Il fatto che soltanto da poco si sia iniziato a parlare di scrittori fantasma non significa che la nostra sia una professione dai natali recenti; Howard Phillips Lovecraft, discepolo di Edgar Allan Poe, scrisse moltissimi libri da ghost, riuscendo peraltro a esulare con disinvoltura da quelli che erano i suoi filoni prediletti: l’horror e il romanzo gotico. Vi sono autori famosissimi che sfornano uno o due best-seller all’anno, i quali sono sospettati dai fan di vecchia data di avvalersi ormai di ghost writer, in quanto si percepisce una diversità nella cifra stilistica e, anche se il testo è veramente di spessore, gli estimatori più vecchi e accaniti, quelli che non si sono fatti sfuggire neppure una pubblicazione, non riconoscono la mano del proprio autore preferito. Può accadere anche che ci vengano affidate delle bozze che dobbiamo solo correggere e sistemare.

Trascorriamo altresì moltissimo tempo nel lavoro di ricerca; ponete il caso che il committente del libro sia una persona dalle origini siciliane che vuole ambientare l’opera nella sua Terra, mentre il ghost è lombardo… Bisognerà documentarsi il più possibile su usi e costumi, sui connotati paesaggistici, persino sulla toponomastica, quindi i nomi delle vie, dei ristoranti e dei bar per rendere assolutamente credibile il libro.

Ovviamente, tutto nasce da un’intervista preliminare, in cui si cerca di ricavare tutte le informazioni utili alla stesura del testo (al di là della trama, il tipo di linguaggio che il cliente vorrà adottare: se più aulico e poetico, o se invece più crudo e diretto; se ama la presenza di diversi dialoghi nello scritto, o se preferisce un lavoro più scarno sotto questo punto di vista; o, ancora, se desidera un romanzo in prima o in terza persona con narratore onnisciente ecc.). Le interviste preliminari posso durare due, tre, anche cinque ore e, solitamente, il ghost writer registra ogni cosa. Una volta nel suo studio, dovrà “sbobinare” il tutto, cioè riascoltare la registrazione e prendere appunti. Se il cliente lo desidera, la prima intervista può essere fatta anche di persona. Oggi, comunque, la tecnologia ci ha semplificato moltissimo la vita: possiamo interagire con il cliente anche a livello giornaliero tramite video chiamate con Skype, Google Meet, Zoom o WhatsApp, sentirlo spesso al telefono, o attraverso messaggi con cadenza regolare.  

Spesso, terminato un capitolo, lo inviamo al committente perché lo possa valutare e suggerire modifiche o migliorie.
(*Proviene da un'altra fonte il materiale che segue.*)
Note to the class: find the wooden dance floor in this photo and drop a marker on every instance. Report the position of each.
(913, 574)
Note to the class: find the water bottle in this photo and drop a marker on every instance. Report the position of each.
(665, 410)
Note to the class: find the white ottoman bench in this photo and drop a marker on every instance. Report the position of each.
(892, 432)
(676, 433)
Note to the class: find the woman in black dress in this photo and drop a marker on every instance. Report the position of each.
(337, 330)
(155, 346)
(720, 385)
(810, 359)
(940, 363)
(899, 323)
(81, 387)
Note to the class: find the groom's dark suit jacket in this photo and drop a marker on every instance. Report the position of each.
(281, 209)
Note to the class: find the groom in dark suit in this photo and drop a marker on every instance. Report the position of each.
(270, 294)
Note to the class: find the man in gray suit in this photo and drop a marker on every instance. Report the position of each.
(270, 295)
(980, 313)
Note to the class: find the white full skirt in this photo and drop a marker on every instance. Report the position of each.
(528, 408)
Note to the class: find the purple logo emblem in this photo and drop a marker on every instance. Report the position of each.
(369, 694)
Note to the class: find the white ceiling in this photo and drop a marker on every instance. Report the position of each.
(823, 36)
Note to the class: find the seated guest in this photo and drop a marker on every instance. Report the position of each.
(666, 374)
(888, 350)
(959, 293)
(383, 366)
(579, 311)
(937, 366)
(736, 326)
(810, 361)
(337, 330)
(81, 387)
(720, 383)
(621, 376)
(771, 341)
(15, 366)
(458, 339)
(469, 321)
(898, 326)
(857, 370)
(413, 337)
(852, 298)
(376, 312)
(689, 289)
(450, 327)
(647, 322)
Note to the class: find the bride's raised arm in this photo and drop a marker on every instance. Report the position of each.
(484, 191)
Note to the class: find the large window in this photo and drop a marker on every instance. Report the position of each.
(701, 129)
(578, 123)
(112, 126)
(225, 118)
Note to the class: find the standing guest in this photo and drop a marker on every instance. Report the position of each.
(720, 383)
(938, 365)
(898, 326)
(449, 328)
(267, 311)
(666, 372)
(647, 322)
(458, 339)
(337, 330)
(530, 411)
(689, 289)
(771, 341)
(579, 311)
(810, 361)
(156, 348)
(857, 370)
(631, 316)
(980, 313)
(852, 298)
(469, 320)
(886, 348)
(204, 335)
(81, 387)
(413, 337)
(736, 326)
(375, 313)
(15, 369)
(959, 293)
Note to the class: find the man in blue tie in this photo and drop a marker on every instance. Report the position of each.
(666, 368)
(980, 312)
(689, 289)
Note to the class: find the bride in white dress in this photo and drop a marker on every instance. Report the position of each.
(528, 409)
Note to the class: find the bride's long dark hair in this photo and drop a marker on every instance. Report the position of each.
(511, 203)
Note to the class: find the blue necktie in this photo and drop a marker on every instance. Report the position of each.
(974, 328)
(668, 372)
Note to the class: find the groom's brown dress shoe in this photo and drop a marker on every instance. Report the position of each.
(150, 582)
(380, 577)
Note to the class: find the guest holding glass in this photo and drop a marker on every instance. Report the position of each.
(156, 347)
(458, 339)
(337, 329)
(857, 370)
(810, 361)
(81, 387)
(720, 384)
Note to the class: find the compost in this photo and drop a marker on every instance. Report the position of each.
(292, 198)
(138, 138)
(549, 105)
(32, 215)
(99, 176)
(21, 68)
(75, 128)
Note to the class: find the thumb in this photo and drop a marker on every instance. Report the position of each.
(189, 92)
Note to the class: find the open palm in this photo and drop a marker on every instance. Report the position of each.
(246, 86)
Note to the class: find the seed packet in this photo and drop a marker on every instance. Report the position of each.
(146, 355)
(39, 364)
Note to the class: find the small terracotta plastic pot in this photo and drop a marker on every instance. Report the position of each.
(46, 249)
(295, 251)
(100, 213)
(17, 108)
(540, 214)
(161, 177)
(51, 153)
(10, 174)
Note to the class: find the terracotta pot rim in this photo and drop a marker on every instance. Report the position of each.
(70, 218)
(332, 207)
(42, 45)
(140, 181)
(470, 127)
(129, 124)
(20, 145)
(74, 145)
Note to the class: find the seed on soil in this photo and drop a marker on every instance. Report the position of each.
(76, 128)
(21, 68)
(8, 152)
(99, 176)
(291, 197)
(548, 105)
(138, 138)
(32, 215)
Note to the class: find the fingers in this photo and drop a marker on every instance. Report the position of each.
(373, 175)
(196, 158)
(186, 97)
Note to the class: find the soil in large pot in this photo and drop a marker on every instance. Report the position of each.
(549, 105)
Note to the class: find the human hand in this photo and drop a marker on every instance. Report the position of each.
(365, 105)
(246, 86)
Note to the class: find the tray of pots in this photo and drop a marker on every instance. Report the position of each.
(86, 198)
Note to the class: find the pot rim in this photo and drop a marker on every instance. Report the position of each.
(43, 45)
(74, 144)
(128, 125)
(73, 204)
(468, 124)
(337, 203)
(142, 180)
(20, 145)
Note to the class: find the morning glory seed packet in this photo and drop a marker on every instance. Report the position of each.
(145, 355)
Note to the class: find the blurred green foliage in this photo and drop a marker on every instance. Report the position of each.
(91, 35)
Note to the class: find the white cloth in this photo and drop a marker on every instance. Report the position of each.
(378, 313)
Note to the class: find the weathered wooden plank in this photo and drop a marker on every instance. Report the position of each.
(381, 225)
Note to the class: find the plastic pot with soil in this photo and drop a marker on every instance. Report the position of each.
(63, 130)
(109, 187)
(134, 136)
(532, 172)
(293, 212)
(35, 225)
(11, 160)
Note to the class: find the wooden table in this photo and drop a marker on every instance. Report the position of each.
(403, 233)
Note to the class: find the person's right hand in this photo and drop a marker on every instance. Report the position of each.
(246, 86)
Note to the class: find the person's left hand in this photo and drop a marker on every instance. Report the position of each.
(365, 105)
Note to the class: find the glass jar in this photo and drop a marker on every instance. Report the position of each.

Per sommi capi, è molto più produttivo procedere in questo modo: “a piccole dosi”.

Ogni ghost decide il metodo di pagamento, che verrà ovviamente proposto al cliente prima dell’inizio del lavoro. Vi è chi si fa pagare per cartella (una cartella è una pagina Word), chi con un forfettario, altri ancora con una percentuale delle royalties delle vendite o con una combinazione di questi elementi, offrendo o meno la possibilità di dilazionare i pagamenti.